Hunderte von Flügen wurden in Westeuropa gestrichen, da eine extreme Kältewelle starken Schneefall und Eis mit sich brachte und so ein weitverbreitetes Verkehrschaos verursachte. Die Störungen betrafen den Flugverkehr, die Eurostar-Verbindungen und den Straßengüterverkehr und beeinträchtigten den internationalen Reiseverkehr und Handel.
Mehr als 700 Flüge wurden am Mittwoch am Flughafen Schiphol in Amsterdam, einem wichtigen internationalen Verkehrsknotenpunkt, gestrichen. Die französische Zivilluftfahrtbehörde forderte die Fluggesellschaften auf, 40 % der geplanten Flüge am Flughafen Charles de Gaulle, dem wichtigsten internationalen Flughafen von Paris, zu streichen. Durch die Streichungen strandeten Tausende von Reisenden, und Reisepläne wurden während der Hauptreisezeit der Feiertage durcheinandergebracht.
Das extreme Wetter hat auch zu Todesfällen geführt. Mindestens sechs Menschen sind diese Woche bei wetterbedingten Vorfällen in ganz Europa ums Leben gekommen, darunter fünf in Frankreich und einer in Bosnien, was die Gefahren der eisigen Bedingungen verdeutlicht.
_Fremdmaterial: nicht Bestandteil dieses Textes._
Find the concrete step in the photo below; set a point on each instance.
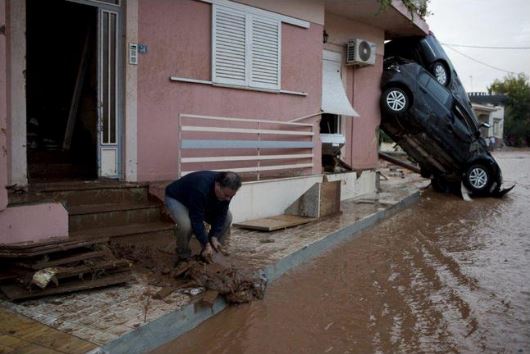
(84, 217)
(151, 229)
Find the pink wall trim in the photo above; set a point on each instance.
(47, 220)
(3, 112)
(178, 35)
(362, 88)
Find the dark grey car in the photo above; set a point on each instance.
(436, 129)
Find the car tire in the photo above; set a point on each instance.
(440, 185)
(395, 100)
(440, 72)
(477, 179)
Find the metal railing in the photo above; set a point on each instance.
(254, 147)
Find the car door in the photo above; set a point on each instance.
(448, 132)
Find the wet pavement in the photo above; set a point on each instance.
(442, 276)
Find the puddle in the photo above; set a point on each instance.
(442, 276)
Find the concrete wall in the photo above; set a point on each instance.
(178, 36)
(269, 198)
(3, 111)
(362, 88)
(308, 10)
(16, 91)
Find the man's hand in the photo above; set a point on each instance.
(207, 253)
(218, 247)
(216, 244)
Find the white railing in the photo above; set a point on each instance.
(254, 147)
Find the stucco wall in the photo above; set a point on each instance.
(3, 111)
(178, 36)
(362, 88)
(33, 222)
(308, 10)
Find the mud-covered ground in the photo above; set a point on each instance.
(443, 276)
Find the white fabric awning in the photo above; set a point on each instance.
(334, 99)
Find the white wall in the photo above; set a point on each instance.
(263, 199)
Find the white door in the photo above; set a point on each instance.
(108, 95)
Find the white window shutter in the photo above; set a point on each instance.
(265, 53)
(229, 46)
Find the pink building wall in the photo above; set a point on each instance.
(28, 222)
(178, 36)
(3, 111)
(33, 222)
(362, 88)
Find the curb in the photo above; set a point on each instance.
(178, 322)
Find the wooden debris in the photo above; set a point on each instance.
(274, 222)
(73, 265)
(164, 292)
(209, 297)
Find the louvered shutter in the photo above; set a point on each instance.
(265, 53)
(229, 46)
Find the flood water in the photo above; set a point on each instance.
(444, 276)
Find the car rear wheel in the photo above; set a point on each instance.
(477, 178)
(441, 73)
(395, 100)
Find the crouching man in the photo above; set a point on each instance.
(199, 197)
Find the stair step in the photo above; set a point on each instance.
(85, 209)
(124, 230)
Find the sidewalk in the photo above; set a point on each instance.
(126, 319)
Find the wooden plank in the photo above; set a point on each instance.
(30, 244)
(262, 168)
(399, 162)
(245, 120)
(274, 222)
(14, 292)
(67, 272)
(245, 158)
(37, 250)
(244, 144)
(189, 128)
(74, 104)
(66, 260)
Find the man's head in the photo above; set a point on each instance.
(226, 185)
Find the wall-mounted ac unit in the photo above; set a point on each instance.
(360, 52)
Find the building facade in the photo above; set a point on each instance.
(149, 90)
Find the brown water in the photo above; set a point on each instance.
(442, 276)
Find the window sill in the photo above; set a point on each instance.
(246, 88)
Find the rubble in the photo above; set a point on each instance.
(236, 285)
(56, 266)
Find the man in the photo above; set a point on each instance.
(199, 197)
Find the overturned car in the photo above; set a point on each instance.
(436, 126)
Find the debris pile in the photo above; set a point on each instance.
(55, 266)
(235, 285)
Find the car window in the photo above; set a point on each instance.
(465, 119)
(434, 88)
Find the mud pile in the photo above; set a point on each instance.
(236, 285)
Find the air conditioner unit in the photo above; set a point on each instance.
(360, 52)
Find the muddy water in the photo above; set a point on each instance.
(443, 276)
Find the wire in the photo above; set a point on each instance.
(483, 47)
(478, 61)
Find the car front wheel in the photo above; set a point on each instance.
(441, 73)
(395, 100)
(477, 179)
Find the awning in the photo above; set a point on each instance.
(334, 99)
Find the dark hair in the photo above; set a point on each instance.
(229, 180)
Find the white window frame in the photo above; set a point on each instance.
(250, 18)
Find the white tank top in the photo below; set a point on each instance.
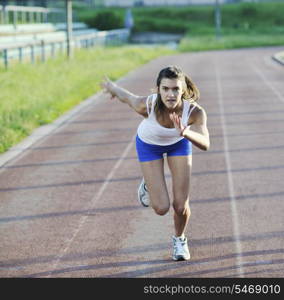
(151, 132)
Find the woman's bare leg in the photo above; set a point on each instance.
(153, 173)
(180, 167)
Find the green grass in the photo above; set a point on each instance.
(228, 41)
(194, 19)
(33, 95)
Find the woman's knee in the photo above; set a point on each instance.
(161, 209)
(181, 208)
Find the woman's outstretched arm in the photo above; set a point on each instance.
(138, 103)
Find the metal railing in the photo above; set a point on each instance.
(28, 14)
(42, 49)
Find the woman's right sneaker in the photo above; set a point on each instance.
(143, 194)
(180, 249)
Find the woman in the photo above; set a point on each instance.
(173, 121)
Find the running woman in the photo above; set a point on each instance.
(173, 121)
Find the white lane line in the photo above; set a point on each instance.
(97, 196)
(267, 82)
(234, 210)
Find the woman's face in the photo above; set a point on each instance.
(171, 91)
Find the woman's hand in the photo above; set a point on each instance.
(108, 87)
(177, 122)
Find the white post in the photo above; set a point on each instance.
(69, 27)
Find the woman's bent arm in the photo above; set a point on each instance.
(138, 103)
(198, 133)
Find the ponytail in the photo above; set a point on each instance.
(191, 93)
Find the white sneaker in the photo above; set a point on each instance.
(181, 251)
(143, 194)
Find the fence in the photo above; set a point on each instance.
(26, 14)
(42, 48)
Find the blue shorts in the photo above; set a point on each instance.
(148, 152)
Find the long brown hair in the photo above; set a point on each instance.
(190, 93)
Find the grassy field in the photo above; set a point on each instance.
(242, 24)
(228, 41)
(33, 95)
(197, 20)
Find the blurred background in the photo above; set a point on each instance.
(53, 54)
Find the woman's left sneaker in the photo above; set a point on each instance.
(143, 194)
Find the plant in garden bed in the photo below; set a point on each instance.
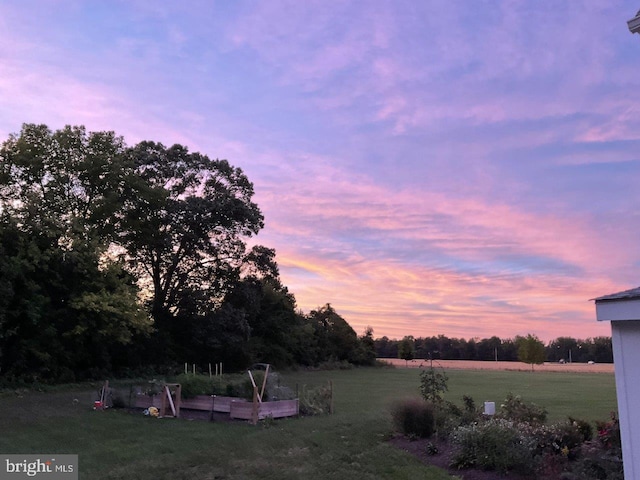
(414, 417)
(496, 444)
(514, 408)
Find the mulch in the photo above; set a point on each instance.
(442, 459)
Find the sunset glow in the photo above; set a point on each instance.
(427, 168)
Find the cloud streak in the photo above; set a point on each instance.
(426, 168)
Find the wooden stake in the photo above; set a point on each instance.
(256, 405)
(264, 383)
(331, 393)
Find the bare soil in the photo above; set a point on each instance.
(442, 459)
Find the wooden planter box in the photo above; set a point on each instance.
(235, 407)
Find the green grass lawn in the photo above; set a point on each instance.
(352, 443)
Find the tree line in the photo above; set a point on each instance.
(115, 259)
(566, 349)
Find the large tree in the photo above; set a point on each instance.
(65, 305)
(184, 227)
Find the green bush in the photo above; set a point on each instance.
(497, 444)
(315, 401)
(414, 417)
(514, 408)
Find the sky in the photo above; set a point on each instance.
(465, 168)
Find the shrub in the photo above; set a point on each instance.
(514, 408)
(433, 384)
(496, 444)
(414, 417)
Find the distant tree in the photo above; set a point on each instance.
(489, 349)
(530, 350)
(563, 348)
(366, 353)
(184, 227)
(336, 339)
(406, 349)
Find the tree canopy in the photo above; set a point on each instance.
(118, 257)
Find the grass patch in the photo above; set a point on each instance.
(350, 444)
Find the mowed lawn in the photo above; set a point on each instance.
(352, 443)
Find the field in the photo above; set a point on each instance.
(352, 443)
(504, 366)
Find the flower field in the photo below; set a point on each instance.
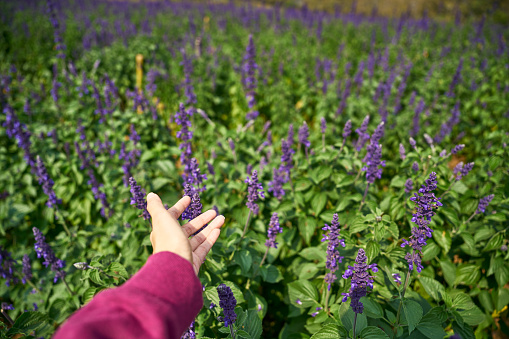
(361, 164)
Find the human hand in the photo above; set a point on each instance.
(168, 235)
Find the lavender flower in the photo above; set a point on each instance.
(363, 136)
(273, 230)
(195, 208)
(323, 125)
(347, 130)
(255, 191)
(402, 152)
(227, 302)
(415, 167)
(333, 257)
(483, 203)
(27, 269)
(44, 250)
(47, 184)
(457, 148)
(425, 204)
(409, 185)
(373, 160)
(304, 135)
(7, 267)
(138, 198)
(361, 280)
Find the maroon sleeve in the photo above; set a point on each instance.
(160, 301)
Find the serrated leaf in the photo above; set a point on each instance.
(373, 332)
(304, 291)
(413, 313)
(432, 287)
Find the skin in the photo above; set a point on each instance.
(168, 235)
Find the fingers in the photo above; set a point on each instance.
(181, 205)
(202, 251)
(201, 237)
(198, 222)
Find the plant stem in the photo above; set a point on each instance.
(364, 197)
(354, 324)
(407, 282)
(245, 227)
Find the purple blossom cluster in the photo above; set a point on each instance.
(227, 302)
(333, 242)
(361, 280)
(483, 203)
(273, 231)
(44, 250)
(425, 205)
(254, 192)
(138, 198)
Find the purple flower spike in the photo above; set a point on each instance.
(425, 204)
(402, 152)
(44, 250)
(273, 231)
(138, 198)
(361, 280)
(227, 302)
(347, 130)
(483, 203)
(304, 135)
(27, 269)
(415, 167)
(333, 257)
(409, 186)
(457, 148)
(323, 125)
(255, 192)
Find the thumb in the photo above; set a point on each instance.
(155, 205)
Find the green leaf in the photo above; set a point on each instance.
(318, 203)
(27, 322)
(118, 269)
(443, 239)
(432, 287)
(271, 274)
(244, 259)
(328, 331)
(495, 242)
(431, 324)
(449, 271)
(413, 313)
(348, 318)
(307, 227)
(373, 332)
(304, 291)
(372, 308)
(467, 274)
(89, 294)
(253, 324)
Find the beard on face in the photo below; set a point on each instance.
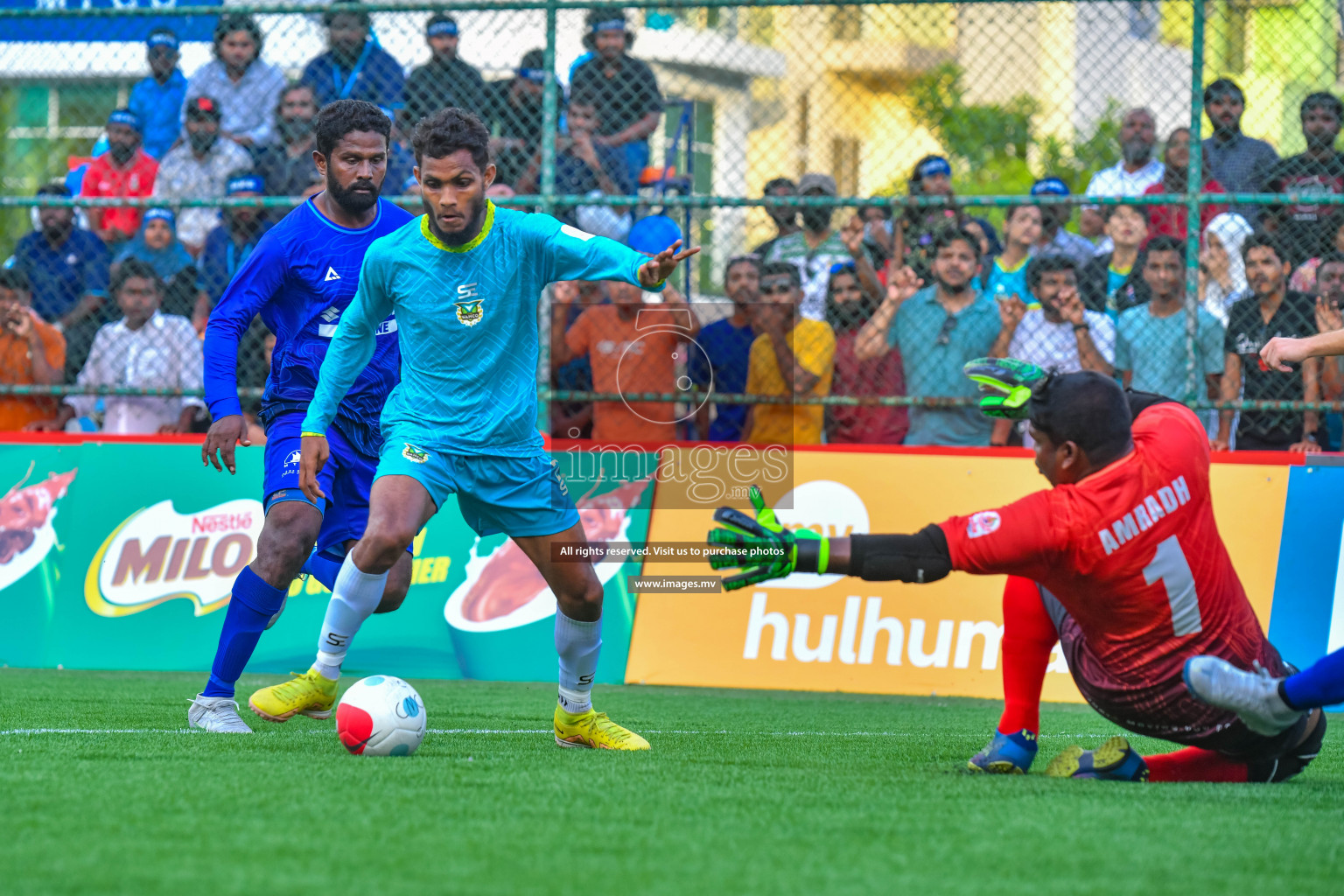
(1138, 150)
(353, 199)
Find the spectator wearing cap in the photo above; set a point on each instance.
(228, 245)
(288, 165)
(1306, 228)
(721, 367)
(584, 167)
(515, 116)
(198, 170)
(65, 265)
(354, 66)
(785, 218)
(158, 100)
(932, 176)
(629, 103)
(32, 352)
(125, 171)
(445, 80)
(245, 88)
(1170, 220)
(1136, 171)
(1239, 163)
(1054, 220)
(144, 349)
(1060, 333)
(815, 248)
(158, 246)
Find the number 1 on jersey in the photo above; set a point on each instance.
(1172, 570)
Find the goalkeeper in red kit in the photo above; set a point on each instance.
(1120, 560)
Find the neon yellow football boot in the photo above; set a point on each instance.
(594, 731)
(308, 693)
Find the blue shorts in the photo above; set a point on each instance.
(346, 480)
(518, 496)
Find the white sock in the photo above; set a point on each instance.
(354, 599)
(578, 645)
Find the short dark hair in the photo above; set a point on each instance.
(948, 235)
(1047, 263)
(788, 269)
(231, 22)
(1263, 240)
(18, 281)
(135, 268)
(1164, 243)
(1088, 409)
(449, 130)
(1221, 88)
(1323, 100)
(343, 117)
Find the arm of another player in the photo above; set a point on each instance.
(350, 352)
(248, 290)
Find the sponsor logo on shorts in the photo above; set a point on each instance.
(983, 522)
(469, 313)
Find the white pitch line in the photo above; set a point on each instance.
(511, 731)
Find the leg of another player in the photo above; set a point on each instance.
(578, 641)
(257, 595)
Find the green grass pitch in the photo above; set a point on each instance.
(744, 793)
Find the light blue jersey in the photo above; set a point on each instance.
(466, 324)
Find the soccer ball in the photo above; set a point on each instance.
(381, 717)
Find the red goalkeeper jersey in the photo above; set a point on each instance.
(1132, 552)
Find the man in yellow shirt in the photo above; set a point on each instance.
(790, 356)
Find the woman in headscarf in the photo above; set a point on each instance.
(156, 245)
(848, 308)
(1222, 271)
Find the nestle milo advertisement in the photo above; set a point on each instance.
(122, 556)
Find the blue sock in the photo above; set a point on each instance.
(324, 567)
(250, 609)
(1319, 685)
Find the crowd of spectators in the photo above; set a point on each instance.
(850, 303)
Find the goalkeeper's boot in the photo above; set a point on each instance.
(308, 693)
(218, 715)
(1113, 760)
(1005, 754)
(1251, 695)
(596, 731)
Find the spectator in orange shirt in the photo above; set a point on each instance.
(634, 348)
(125, 171)
(32, 352)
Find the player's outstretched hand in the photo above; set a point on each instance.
(1007, 384)
(659, 268)
(313, 456)
(1281, 351)
(225, 436)
(765, 549)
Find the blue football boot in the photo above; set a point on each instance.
(1113, 760)
(1005, 754)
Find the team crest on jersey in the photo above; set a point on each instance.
(469, 313)
(983, 522)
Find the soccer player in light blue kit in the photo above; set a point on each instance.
(464, 283)
(300, 278)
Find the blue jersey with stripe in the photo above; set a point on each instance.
(466, 318)
(301, 278)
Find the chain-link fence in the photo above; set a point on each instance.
(879, 191)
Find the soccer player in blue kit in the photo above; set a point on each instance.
(300, 278)
(464, 283)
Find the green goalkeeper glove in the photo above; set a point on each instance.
(767, 550)
(1008, 384)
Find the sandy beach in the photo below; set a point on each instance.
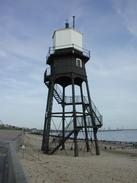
(116, 164)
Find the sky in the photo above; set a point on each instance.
(109, 29)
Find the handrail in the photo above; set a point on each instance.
(84, 51)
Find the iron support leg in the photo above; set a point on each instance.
(63, 119)
(48, 119)
(84, 118)
(93, 120)
(74, 120)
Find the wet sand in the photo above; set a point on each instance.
(114, 165)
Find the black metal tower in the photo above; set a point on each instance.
(66, 63)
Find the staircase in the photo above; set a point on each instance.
(69, 130)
KLM, die niederländische Fluggesellschaft, warnte, dass der Flughafen Schiphol sich nach mehrtägigen Minusgraden dem Ende seiner Enteisungsflüssigkeitsreserven nähere. Stephan Donker, ein Sprecher des Flughafens Schiphol, bezeichnete die Situation als "außergewöhnlich" und merkte an, dass mehr als 1.000 Reisende gezwungen waren, die Nacht am Flughafen zu verbringen. Laut Donker wurden sowohl vor als auch nach den Sicherheitskontrollen Hunderte von Betten aufgestellt und gestrandete Passagiere mit Essen und Getränken versorgt.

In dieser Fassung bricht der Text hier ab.